2.3 |. Apoptosis-inducing factor (AIF)—a key mediator of PARthanatos in ischemic stroke
AIF is a mitochondrial flavoprotein with a vital function in bioenergetics and a lethal function when it moves to the nucleus (Wang et al., 2009, 2011). It mainly locates in the mitochondrial intermembrane space with its N-terminus attached to the inner membrane and another small portion of AIF is associated with the outer membrane (Yu et al., 2009). AIF is important for mitochondrial complex I assembly and contributes to the oxidative phosphorylation process under physiological conditions. AIF has also been implicated to function as a ROS scavenger (Polster, 2013; Wang et al., 2009). Apart from its vital function, AIF has been recognized as a key cell death mediator in PARthanatos (Figure 2). Microinjection of AIF antibody protects against PARthanatos (Yu et al., 2002).
During the process of PARthanatos, PARP-1 hyperactivation leads to the excessive accumulation of PAR. PAR itself functions as a death signal (Andrabi et al., 2006), and translocates from the nucleus to mitochondria, where it interacts with AIF on the conserved PAR binding motif and triggers AIF release from mitochondria (Wang et al., 2011; Yu et al., 2006). Mutation of PAR-binding domain on the C-terminus of AIF almost completely abolishes AIF nuclear translocation and PARthanatos (Wang et al., 2011). Therefore, both AIF and PAR are required for nucleus–mitochondria cross talk to mediate PARthanatos.

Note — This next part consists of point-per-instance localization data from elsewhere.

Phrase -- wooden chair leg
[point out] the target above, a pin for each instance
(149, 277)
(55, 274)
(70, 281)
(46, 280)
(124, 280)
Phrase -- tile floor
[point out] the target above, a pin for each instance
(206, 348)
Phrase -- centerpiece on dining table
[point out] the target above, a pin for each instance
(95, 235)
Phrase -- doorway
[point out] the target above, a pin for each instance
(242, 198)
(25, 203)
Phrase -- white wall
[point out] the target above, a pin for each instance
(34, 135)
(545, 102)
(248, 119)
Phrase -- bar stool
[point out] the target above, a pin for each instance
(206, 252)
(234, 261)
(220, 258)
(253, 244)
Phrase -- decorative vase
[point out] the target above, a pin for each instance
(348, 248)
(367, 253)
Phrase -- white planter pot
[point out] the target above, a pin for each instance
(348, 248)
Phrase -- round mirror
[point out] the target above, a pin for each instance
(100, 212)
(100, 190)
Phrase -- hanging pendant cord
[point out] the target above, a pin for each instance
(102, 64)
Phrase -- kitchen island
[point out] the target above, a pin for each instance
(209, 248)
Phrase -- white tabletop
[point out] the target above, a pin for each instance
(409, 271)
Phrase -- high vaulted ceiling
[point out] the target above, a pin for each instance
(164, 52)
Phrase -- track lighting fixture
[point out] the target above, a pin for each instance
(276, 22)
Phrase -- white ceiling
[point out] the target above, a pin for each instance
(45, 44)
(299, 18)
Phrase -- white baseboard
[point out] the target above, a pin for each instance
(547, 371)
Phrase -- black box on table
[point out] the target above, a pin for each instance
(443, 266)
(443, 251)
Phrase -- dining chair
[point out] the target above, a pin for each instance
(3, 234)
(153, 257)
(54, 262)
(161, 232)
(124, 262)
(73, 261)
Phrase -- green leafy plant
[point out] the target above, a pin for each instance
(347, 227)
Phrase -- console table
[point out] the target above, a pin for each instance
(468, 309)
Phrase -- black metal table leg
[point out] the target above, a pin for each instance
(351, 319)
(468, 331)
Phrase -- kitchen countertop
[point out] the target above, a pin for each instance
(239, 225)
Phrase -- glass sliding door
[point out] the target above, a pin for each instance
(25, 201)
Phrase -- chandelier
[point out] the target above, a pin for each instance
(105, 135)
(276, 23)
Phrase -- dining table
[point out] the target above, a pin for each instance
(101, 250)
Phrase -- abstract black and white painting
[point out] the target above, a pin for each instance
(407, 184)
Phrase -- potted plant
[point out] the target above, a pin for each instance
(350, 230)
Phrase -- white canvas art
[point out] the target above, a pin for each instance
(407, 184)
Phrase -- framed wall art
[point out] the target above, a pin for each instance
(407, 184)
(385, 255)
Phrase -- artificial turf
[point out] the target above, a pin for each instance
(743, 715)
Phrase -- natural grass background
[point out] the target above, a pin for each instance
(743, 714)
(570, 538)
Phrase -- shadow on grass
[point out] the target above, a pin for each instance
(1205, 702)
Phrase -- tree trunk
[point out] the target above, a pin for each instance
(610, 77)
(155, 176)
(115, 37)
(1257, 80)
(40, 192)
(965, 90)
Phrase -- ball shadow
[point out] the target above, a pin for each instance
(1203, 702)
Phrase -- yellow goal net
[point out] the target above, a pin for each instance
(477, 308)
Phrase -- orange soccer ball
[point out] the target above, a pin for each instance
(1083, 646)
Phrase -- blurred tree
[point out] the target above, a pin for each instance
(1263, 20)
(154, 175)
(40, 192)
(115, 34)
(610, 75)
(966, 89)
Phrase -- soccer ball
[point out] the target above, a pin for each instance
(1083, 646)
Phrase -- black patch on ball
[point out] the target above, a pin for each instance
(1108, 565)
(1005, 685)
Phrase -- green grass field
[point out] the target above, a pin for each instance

The translocation of AIF from mitochondria to nucleus is considered a key step of PARthanatos. AIF is initially synthesized in the cytosol as a precursor of 67 kDa and processed into its mature form (62 kDa) after transporting into mitochondria. Calpain I has been shown to cleave AIF at L101/G102 into a soluble truncated AIF (tAIF) of 57 kDa following oxygen-glucose deprivation or transient global ischemia (Cao et al., 2007). Then, tAIF is disassociated from the inner membrane and translocated into the nucleus to mediate ischemic cell death. Over-expression of a calpain inhibitor calpastatin or knockdown of calpain I reduces tAIF nuclear translocation in CA1 neurons after global ischemia and suppresses ischemic cell death (Cao et al., 2007). Recently, another study also showed that calpain I-mediated AIF truncation and AIF nuclear translocation cause DNA fragmentation and myocyte cell death (Chelko et al., 2021). Therefore, calpain I may play a role in mitochondrial AIF cleavage and release in ischemic stroke. Future study is needed to determine whether calpain I-mediated release of AIF is a parallel pathway independent of PAR, or whether calpain I plays a role in PAR-mediated AIF release during PARthanatos.
2.4 |. Macrophage migration inhibitory factor (MIF)-executor of PARthanatos in ischemic stroke
AIF nuclear translocation is often associated with nuclear shrinkage, chromatin condensation, and large DNA fragmentation in PARthanatos. However, AIF itself does not have the obvious nuclease activity. Studies from C. elegans models showed that AIF homolog wah-1 cooperates with mitochondrial endonuclease CPS-6/endonuclease G (EndoG) to promote DNA degradation and cell death (Wang et al., 2002). However, EndoG does not seem to be a primary contributor for large DNA fragmentation in PARthanatos in mammals since knockout of EndoG fails to block PARP-1 hyperactivation-induced large DNA fragmentation and cell death (Wang et al. 2016). Through two sequential high-throughput screenings for AIF-interacting proteins critical for PARthanatos, we recently identified MIF as a PARP-1 activity-associated nuclease (PAAN) that requires Mg2+ or Ca2+ for its 3’ nuclease activity (Wang et al. 2016). MIF was previously known as a secreted protein involved in inflammation, immune response, and cancers and its expression is up-regulated following hypoxia and ischemic stroke (Bloom & Bennett, 1966; Bloom et al., 2016; Oda et al., 2008). Following PARP-1 hyperactivation, AIF is released from mitochondria and recruits MIF to the nucleus, where MIF cleaves DNA into 10-to 50-kb large DNA fragments (Wang et al. 2016). Moreover, depletion of MIF, disruption of AIF and MIF interaction, or suppression of MIF’s nuclease activity protects neurons from NMDA-induced cytotoxicity or ischemic cell death. It also has long-lasting histological and behavioral rescue in the transient focal ischemic model of stroke (Wang et al. 2016). Thus, MIF functions as the executive nuclease in PARthanatos to chop genomic DNA into large fragmentation, and subsequently causes chromatinolysis and cell death (Figure 2).
3 |. MITOCHONDRIAL OXIDATIVE STRESS AND METABOLIC ALTERATION: CAUSE OR CONSEQUENCE OF PARP-1 ACTIVATION IN ISCHEMIC STROKE?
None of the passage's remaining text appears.